Today was such a Sunday. I felt before I left for church this morning that I should bear testimony, but didn't feel the need so strongly in the meeting. But I do feel the need to do so here.
Over the last 6 months, I've had a very good opportunity to understand how the Atonement affects me personally. I understand now that the Atonement is the answer to all of my problems, if not all of my questions. There's a difference there I only recently understood. Many of my questions will be practical, tactical things: how do I write this performance review? When and how much is appropriate to teach my children about sex? Should I stay with my current employer, or look elsewhere?

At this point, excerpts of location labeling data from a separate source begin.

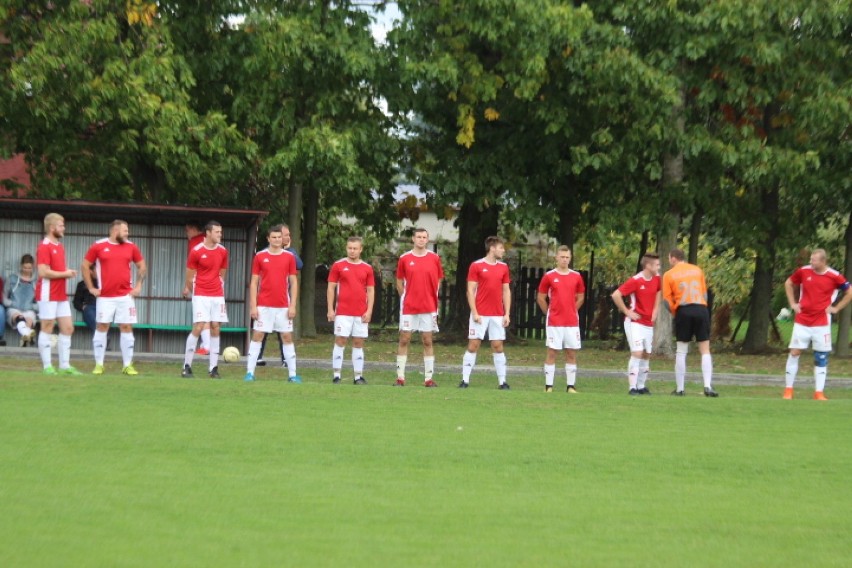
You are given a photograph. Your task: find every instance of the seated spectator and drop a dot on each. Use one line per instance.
(86, 303)
(19, 299)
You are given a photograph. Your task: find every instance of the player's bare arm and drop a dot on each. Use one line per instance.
(790, 290)
(471, 301)
(329, 297)
(86, 273)
(294, 295)
(847, 297)
(141, 273)
(371, 299)
(253, 284)
(187, 285)
(507, 304)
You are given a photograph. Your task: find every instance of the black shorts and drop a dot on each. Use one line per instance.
(692, 320)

My problems are usually more metaphysical: I feel depressed. I feel like I haven't done right by someone else. I feel that I haven't put as much action into things I care about as I should. I feel pain because someone I love is going through a tough time. I have a habit I need to break. What I understand by the Atonement is that God loves me. And everyone reading this. And everyone who doesn't read it. That's first. Secondly, when Jesus suffered in the Garden and felt everything a human can feel, he gained understanding of exactly where I am. That real-ization has changed my life. When I am faced with a situation that seems too great for me to bear, I can turn it over to Jesus, and know that He will deal with it for me.
Does that sound kooky to humanists? I really don't care. I know for a fact that it works. When I can't concentrate because my brain won't slow down, I have a little prayer time, and I'm back on track. When I hit writer's block, the same thing. Just knowing that God can take the weight off my mind allows me to be free, and to be more of the person I thought I was but found it hard to be.
He who is mighty to save has certainly helped me. The Atonement means everything to me. If only I'd understood it sooner.